Roxane Chilà est enseignante chercheuse en histoire du Moyen Age à l’université Bordeaux-Montaigne, ancienne élève
de l’ENS de Lyon et agrégée d’histoire, elle a été consultante historique du studio Asobo pour le jeu A Plague Tale. Requiem. Ses recherches portent sur la Renaissance en Italie et dans la péninsule Ibérique, notamment dans les cours royales. Elle a codirigé, avec Cédric Quertier et Nicolas Pluchot, Arriver en ville. Les migrants en milieu urbain au Moyen Age (Publications de la Sorbonne, 2013).
L’entrée de migrants dans la cité fait partie de la normalité de la vie urbaine au Moyen Age (du Ve au XVe siècle). C’est aussi l’un des signes de prospérité les plus communément mis en avant dans les sources. Des habitants de l’Oisans déplorent en 1428 que leur contrée, frappée par une pénurie de blé, soit désertée : « Aucun étranger ne vient y demeurer et de jour en jour les habitants quittent la paroisse » ; « On ne trouve aucune femme, aucune jeune fille qui ne veuille se marier dans cette paroisse et venir y installer son foyer. » Cette voix du XVe siècle pose clairement la situation : les villes médiévales sont des pôles marqués par des circulations de population, à diverses échelles. On y vient et on en part, au gré des saisons, de péripéties familiales (noces, veuvages), de la conjoncture économique et des occasions à saisir, en fonction des situations sanitaire, militaire, etc.
Cet article est tiré du « Hors-Série Le Monde : Réinventons la ville », septembre 2024, en vente dans les kiosques ou sur le site de notre boutique.
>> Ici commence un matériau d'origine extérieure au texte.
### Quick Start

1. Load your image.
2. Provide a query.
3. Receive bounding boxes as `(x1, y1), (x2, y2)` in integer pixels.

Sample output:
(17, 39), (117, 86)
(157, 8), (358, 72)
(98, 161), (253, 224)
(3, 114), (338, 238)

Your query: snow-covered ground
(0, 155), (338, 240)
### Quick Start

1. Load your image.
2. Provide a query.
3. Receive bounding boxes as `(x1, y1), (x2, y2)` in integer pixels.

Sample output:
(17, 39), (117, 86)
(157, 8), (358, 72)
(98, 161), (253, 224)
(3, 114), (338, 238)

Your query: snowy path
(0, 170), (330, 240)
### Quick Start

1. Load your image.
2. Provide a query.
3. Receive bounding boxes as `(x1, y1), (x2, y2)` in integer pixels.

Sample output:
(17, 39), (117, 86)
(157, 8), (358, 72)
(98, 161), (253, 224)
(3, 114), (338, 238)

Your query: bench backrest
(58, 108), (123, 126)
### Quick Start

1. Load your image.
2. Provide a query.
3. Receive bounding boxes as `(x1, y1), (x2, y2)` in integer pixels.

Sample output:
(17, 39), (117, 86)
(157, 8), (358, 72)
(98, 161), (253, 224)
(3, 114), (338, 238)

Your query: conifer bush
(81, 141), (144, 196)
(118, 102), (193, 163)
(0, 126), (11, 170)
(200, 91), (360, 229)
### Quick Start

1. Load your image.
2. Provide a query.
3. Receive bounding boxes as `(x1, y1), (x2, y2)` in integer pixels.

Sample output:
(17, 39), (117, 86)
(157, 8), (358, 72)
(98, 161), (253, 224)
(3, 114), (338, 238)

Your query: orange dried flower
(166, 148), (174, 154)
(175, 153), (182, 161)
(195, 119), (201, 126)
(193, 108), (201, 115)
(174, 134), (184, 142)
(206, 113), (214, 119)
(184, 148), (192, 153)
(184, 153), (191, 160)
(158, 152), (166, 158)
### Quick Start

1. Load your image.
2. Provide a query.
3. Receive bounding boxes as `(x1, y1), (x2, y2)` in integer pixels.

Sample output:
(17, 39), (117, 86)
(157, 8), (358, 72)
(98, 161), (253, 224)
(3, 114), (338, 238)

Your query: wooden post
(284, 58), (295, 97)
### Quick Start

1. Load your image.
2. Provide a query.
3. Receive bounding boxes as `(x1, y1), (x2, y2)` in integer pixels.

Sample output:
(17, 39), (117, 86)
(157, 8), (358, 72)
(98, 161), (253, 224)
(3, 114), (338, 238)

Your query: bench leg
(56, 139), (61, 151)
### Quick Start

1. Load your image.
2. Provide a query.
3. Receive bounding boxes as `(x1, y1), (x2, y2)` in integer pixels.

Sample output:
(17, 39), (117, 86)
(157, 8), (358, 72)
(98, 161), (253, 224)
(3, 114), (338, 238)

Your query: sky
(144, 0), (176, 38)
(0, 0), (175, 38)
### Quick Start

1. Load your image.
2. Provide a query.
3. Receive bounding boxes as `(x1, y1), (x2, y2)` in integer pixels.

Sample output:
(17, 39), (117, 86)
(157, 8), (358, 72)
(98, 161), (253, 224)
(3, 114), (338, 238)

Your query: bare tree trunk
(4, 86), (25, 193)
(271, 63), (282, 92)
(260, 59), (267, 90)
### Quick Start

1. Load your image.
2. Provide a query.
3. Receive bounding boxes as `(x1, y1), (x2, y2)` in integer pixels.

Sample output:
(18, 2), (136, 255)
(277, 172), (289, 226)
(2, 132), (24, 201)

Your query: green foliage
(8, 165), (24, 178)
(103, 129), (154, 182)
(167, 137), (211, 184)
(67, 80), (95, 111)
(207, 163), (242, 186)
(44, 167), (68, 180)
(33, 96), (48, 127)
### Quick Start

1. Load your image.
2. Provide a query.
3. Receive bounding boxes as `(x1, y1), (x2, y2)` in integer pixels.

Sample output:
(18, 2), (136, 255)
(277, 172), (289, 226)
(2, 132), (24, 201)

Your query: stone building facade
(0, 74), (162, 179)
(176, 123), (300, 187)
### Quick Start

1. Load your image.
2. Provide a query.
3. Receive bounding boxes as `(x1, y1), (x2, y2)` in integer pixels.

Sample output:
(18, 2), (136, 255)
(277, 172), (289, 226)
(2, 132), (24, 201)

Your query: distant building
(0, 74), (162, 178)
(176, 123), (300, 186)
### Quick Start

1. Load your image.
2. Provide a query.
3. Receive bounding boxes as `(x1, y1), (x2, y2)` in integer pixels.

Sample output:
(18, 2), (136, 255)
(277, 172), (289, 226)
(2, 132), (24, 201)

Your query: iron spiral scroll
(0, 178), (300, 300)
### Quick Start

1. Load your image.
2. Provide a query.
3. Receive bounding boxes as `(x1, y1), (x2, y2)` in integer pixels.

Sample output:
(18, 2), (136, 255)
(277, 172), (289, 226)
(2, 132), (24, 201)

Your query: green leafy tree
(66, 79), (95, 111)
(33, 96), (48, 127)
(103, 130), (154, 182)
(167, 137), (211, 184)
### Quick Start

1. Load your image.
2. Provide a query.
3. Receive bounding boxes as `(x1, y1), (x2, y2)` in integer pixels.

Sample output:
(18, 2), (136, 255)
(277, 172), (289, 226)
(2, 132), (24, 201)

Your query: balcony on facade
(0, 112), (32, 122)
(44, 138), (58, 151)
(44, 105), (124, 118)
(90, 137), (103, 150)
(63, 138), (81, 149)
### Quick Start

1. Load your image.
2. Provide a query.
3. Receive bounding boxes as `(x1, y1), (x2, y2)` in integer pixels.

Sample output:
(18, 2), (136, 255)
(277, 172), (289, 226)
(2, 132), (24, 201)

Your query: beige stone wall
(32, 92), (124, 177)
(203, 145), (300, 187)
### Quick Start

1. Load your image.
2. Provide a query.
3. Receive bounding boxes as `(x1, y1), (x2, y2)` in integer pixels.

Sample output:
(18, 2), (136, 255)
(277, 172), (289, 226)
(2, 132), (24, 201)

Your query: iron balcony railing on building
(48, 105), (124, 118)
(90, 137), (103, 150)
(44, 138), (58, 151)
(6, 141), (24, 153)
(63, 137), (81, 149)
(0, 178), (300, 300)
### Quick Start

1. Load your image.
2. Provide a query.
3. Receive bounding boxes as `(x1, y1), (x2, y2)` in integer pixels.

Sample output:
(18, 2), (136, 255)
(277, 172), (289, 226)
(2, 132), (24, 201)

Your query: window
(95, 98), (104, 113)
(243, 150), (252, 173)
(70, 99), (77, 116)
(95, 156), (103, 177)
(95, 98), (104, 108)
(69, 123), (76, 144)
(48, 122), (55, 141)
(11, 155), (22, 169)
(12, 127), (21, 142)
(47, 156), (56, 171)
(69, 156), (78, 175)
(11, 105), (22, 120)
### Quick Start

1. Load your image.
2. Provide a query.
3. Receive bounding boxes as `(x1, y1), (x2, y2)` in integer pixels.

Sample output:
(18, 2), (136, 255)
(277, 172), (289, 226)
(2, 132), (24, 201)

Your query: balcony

Ces circulations intéressent de longue date les historiens de la période médiévale : causes, conséquences, individus concernés, autant de questions soulevées par Claudine Billot et Arlette Higounet-Nadal en 1980 dans l’une des premières bases de données informatisées, à cartes perforées (plus de 10 000), conçue comme un « thesaurus des migrations médiévales ». En effet, la croissance des villes, après la longue période de déprise urbaine, d’abandon progressif, qui a marqué le premier Moyen Age, devient l’un des principaux phénomènes du monde occidental entre les XIe et XVe siècles. Faire l’histoire des migrations et des migrants, c’est donc travailler sur un pan essentiel de l’histoire de la ville, à l’analyse de son tissu social. Des cartes perforées des années 1980 au bel Atlas des migrations en Méditerranée. De l’Antiquité à nos jours, publié chez Actes Sud, en passant par des études locales, l’intérêt pour l’arrivée des migrants en ville irrigue la recherche historique.